Now that Daimler is on its own and no longer suffering the financial setback of the loss-making Chrysler brand, the luxury German carmaker will be very tempting as a possible takeover target in the eyes of cash-rich private equity investors. Until recently, most takeovers in the auto industry were between other carmakers, but now, for the first time, a major carmaker will be run by a private equity firm.

Cerberus, the firm that bought Chrysler, made its fortune during the ‘90s by purchasing underperforming companies. As for profitable firms with strong share prices, owners may end up offloading stock to gain their own returns. Carmakers in the future will have to keep an eye on profitability levels or else they too could become takeover targets, a situation Daimler could easily face.

German newspaper Der Spiegel reports that Daimler CEO Dieter Zetsche has assured analysts that a risk of a takeover has declined over recent years and that execs have better control over the fate of the company.

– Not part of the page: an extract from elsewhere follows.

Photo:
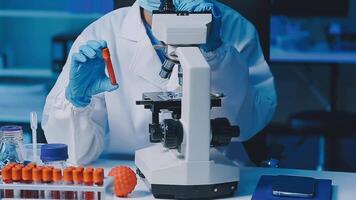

Just six months ago, there were fears that a ‘locust’ firm would attempt a takeover of DaimlerChrysler, whose combined value had dropped below €50 billion. By selling off Chrysler, Zetsche emulated the move that an attacking investor would undertake and in the process reduced the threat.

Daimler AG is not completely out of the woods. The firm is overvalued at its current €65 billion market cap and is sitting on cash reserves in excess of €12 billion, making it very attractive to investors. Execs are worried and are trying to persuade their current largest investor, Kuwait, which owns a 7.1% stake, to increase its holdings.